Is there a balance between defending a teammate and not getting kicked out of a game?
“You gotta understand, man, this is high volume. This is high-volume sports here. Nothing is done at a conservative effort. Everything is high-end; the control is within. You see what you see and you react. I’m sure it’s easy for you to sit in your seat and watch the tape and see what it is when you are not in that situation. It’s very similar to being on the playground somewhere and you seeing a family member, or you have a kid or something, and you see it and you react to what we call ‘Monday Quarterbacking.’ You sort of get to look at it and then respond in that situation, without this or that. There’s nothing conservative about our game. We don’t wear a lot of pads. It’s a lot of whatever it is and you gotta take with it and meet the physicality when it comes and adapt to the game and that’s what that is. This league is about eat or be eaten.”
Do you agree with Doc Rivers’ assessment that the Celtics are soft?

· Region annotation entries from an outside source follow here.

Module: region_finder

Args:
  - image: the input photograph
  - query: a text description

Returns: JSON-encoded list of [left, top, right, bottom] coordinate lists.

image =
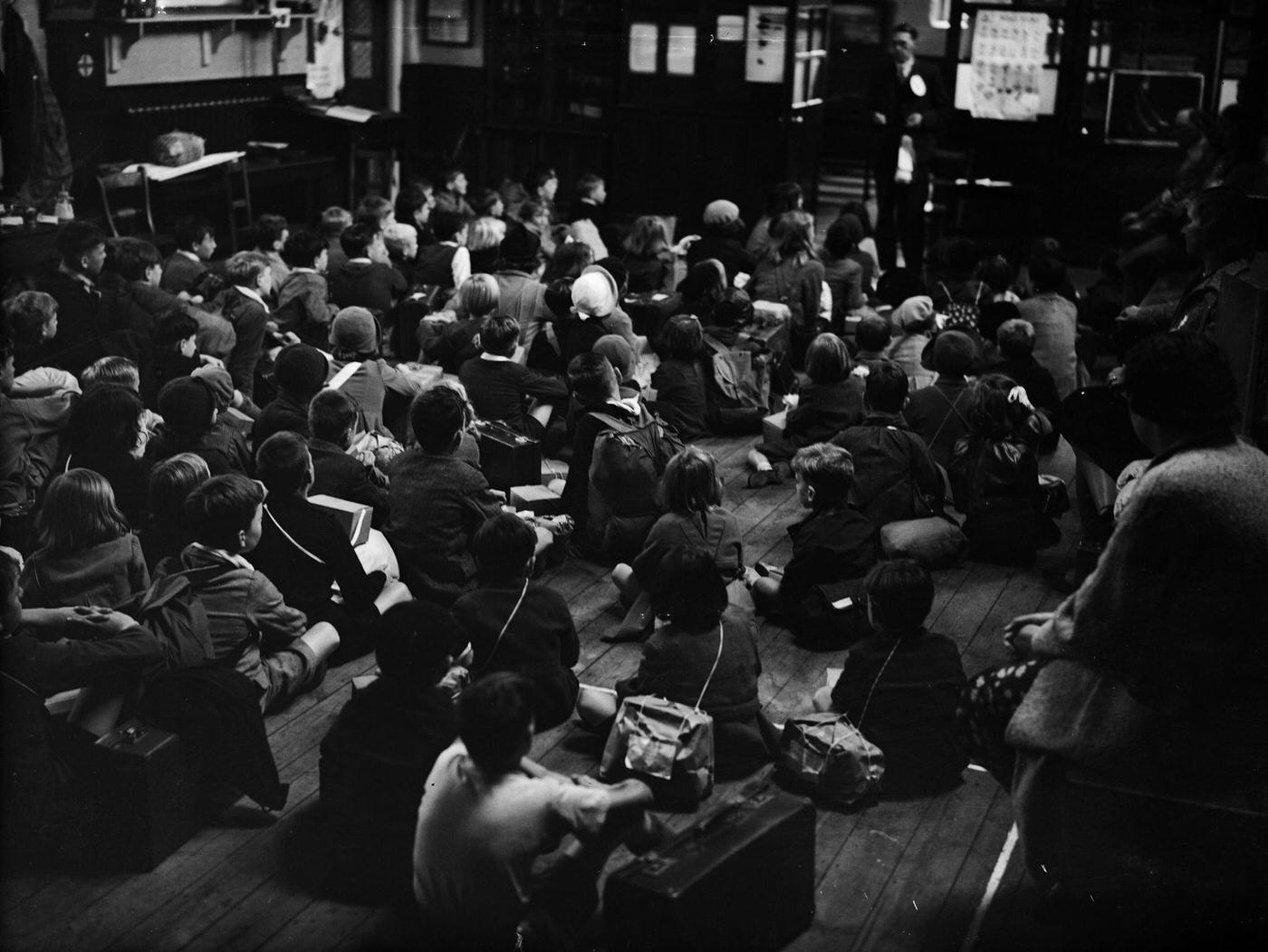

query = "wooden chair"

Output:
[[96, 166, 155, 238], [225, 159, 255, 257]]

“I don’t really want to say that. I don’t really want to say that we are soft because as men, and where I am from, you don’t call another man soft. … But you’re right, we need to start the games with some more physicality. We gotta meet the physicality when we get to a high level. When you find yourself on the heels, you gotta meet it head on. Coach’s assessment is what it is. You can take it as criticism or he is trying to make us better. It’s your call, but like I said, each guy has to look at himself in the mirror and believe he can do better.”
How would you look at the first 15 games so far for the team?
“It’s a process man. We’re 15 games in. Are we playing the way we want to be? No. … Can we get better? Yes. Will we get better? Yes, because we don’t have a choice. Other teams are obviously playing good basketball right now. We still have four to five months to play and get better. One thing about us, since I’ve been here we’ve always been a working team. Nobody said this thing was going to be easy. Nobody said this thing was going to be simple. Nobody said that the things that were on paper were going to bond or join up as quickly as it should. In basketball and sports [in general], chemistry is one of the most underrated things that people don’t necessarily think about. That’s the situation here.”